“Resentment is drinking poison and waiting for the other person to get sick.”
I don’t know who said this originally. I just know it’s true. Resentment eats you up on the inside. It damages relationships. It puts a filter over everything that you see. It’s like the filters that you put on your pictures: mono, vivid, silver-tone, dramatic cool or noir.
A bad filter can make a picture worse.
A good filter can take a so-so picture and turn it into something far better than the original. Take the picture from yesterday’s post. Add a little “noir” filter with a little more brightness and voilà! a better picture!

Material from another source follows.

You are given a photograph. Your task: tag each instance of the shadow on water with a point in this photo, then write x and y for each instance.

My problem? I don’t always know how to change the filter. Sometimes it’s rather easy. Forgive and move on. Sometimes you can’t do it so fast. It eats at you and starts to wear you down. It can make us see every fault, every fallacy, and every action as a deliberate attempt to hurt us. Resentment can ruin us.
Henri Nouwen wrote in his book on spiritual formation: “When you cling to your complaints, your heart is full of resentment, and there is no room for God to enter and set you free. Resentment curtails the movements of the Spirit and diminishes the kingdom within. It replaces faith, hope and charity with fear, doubt, and rivalry.” *
Maybe we change our filter by seeing with the eyes of Jesus. Maybe it’s every time that I think of _____________ (fill in person, situation, action), I also see the face of Jesus. Maybe our filter needs to be Jesus beside, behind, in front of ________________.

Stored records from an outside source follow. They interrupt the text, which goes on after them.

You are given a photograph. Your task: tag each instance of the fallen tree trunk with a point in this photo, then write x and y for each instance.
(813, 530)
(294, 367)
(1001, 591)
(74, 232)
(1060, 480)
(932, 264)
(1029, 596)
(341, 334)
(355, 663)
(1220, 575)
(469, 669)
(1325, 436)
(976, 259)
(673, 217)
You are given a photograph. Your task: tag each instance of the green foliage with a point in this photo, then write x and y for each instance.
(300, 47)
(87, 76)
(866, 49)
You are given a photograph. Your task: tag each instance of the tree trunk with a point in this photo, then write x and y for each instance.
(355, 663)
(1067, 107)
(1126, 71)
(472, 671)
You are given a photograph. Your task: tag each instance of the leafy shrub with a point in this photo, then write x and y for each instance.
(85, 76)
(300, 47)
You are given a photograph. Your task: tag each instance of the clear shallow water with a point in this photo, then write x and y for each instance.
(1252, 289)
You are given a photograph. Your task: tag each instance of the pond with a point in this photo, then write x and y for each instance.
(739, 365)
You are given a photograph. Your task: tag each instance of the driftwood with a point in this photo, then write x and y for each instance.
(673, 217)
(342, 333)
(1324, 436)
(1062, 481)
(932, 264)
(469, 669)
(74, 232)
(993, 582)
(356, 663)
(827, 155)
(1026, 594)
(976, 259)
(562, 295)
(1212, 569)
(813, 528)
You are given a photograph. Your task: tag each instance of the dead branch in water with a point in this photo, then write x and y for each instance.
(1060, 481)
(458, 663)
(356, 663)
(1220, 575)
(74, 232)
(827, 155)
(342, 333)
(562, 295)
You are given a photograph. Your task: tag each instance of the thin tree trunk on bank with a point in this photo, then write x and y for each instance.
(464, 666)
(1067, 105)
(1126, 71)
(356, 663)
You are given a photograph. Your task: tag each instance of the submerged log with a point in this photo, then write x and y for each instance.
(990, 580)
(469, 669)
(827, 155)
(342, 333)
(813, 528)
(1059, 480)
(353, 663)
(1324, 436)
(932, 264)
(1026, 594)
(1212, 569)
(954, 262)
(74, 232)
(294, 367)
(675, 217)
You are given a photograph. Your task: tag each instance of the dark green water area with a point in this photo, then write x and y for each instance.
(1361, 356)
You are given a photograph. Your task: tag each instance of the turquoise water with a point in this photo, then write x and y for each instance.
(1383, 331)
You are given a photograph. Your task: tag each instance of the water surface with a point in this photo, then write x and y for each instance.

Maybe everything we see needs to be in the filter of “grace and forgiveness of God”.
It might be hard to change the filter all at once – forever. Maybe it’s every day to change the filter just a little more in the light of the grace of God.
I may not be able to change _______________ (fill in the blank) but I can ask God to change me.
Change my filter, O God. Help me see with Your eyes of grace and forgiveness. Amen.
_______________________
* Nouwen, Henri. Spiritual Formation: Following the Movements of the Spirit. Harper One, Henri Nouwen Legacy Trust with Michael J. Christensen and Rebecca J. Laird, 2010, p. 59.